When we design agent systems, we still need to remember that the costs scale nonlinearly. A single user request rarely triggers a single model call. It expands into routing, retrieval, reasoning, reflection, guardrail checks, tool calls, and synthesis. Each step may repeat shared context, reload state, recompute a planner decision, or retry a failed path. What looks like an intelligent workflow can therefore behave like a recursive, stateful computation with overlapping subproblems. If that sounds like backtracking, dynamic programming, and memoization to you, you’re right.

We already know how to optimize systems like this. The problem is that coding agents make agent systems easier to generate, but not necessarily easier to optimize. Unless we recognize the underlying mechanics, we may never ask our coding agents to apply the optimization patterns that keep our systems viable.

Old problems wearing new clothes

When we use coding agents to generate agent architectures, it’s tempting to stop at “the trace looks reasonable.” The tool can generate routers, retrievers, planners, evaluators, guardrails, tool interfaces, and synthesis steps. It may also know about caching, pruning, memoization, and state modeling. But it won’t necessarily implement those patterns unless you ask for these optimization layers explicitly.

Even if you work with agent instructions, unless your SKILL.md, AGENTS.md, or project instructions include constraints around repeated context, memoization, cache invalidation, pruning, and cost per request, your resulting agent system may be functionally correct and economically wasteful at the same time. That’s the tricky part: The code can pass review, the unit tests can pass, and the architecture can look reasonable. The invoice is where the hidden computation finally shows up.

It’s easy to give too much agency to tools like Claude Code. When a coding agent reasons in language, calls tools, reflects, and produces fluent text or code, it can feel like a knowledgeable coworker. At the interface level, that impression is understandable. These tools help teams generate more code, move faster, and become more productive. Still, this doesn’t remove the need for engineering craft underneath. Someone still has to recognize repeated context, recomputed planner decisions, correlated retries, unpruned branches, and state that can’t be reused. The coding agent can implement the system, but the engineer still has to understand what kind of system should be implemented. This is where old computer science returns, not as theory but as the optimization layer our agent systems need in production.

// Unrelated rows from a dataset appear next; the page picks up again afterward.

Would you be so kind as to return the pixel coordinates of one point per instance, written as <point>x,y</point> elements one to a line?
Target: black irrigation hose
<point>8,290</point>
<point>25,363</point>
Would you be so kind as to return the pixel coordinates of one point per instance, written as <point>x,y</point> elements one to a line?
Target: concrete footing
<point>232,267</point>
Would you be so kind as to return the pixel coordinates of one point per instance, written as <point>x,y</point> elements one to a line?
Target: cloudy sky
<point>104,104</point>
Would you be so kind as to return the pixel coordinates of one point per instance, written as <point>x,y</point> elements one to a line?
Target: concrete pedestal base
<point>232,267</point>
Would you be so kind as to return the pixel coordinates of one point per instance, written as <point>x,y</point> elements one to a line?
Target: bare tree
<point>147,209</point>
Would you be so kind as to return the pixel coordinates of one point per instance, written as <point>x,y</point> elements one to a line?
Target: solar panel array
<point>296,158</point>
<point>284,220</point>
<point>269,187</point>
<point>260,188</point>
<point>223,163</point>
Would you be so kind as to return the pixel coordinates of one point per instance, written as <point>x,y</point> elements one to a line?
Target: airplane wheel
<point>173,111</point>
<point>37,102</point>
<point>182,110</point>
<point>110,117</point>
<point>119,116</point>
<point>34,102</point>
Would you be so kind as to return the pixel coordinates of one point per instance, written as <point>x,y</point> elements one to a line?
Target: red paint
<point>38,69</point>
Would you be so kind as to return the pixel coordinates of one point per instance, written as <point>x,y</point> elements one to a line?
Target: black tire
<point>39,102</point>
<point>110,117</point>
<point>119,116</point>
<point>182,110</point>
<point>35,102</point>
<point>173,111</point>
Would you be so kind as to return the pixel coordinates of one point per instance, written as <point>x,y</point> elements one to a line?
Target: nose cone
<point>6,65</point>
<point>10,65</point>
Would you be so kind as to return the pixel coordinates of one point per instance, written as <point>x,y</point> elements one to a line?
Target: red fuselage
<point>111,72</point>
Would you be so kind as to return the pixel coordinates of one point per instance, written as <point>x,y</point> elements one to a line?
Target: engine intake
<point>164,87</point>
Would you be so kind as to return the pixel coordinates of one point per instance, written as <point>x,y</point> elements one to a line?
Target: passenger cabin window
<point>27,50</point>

The cost multiplier, repeated-work problems, and backtracking

The cost multiplier often shows up first as latency. The user doesn’t see the router, the retries, the reflection loop, or the tool calls. They only see that the agent is taking too long. From the outside, the system looks stuck or broken. From the inside, it may simply be repeating work.

This is one of the uncomfortable differences between traditional software and agent systems. In a conventional application, a failed operation often throws an error, times out, or leaves a trace that is easy to inspect. In an agent workflow, failure can look like effort to improve reliability. Take the weakest step in your agent workflow. If it succeeds 60% of the time, and you try to push it close to 99% reliability through retries, you need 5 retries:

1 (1 0.60)5 = 0.98976

This math assumes each retry is a roll of fair dice. LLMs aren’t dice. Whether you’re using greedy decoding or probabilistic sampling, the model is still drawing from the same underlying distribution shaped by your prompt. If the first “thought” is a hallucination or logic error, bumping the temperature won’t fix the underlying state. You aren’t buying independent trials; you’re just sampling different paths through the same flawed map and state.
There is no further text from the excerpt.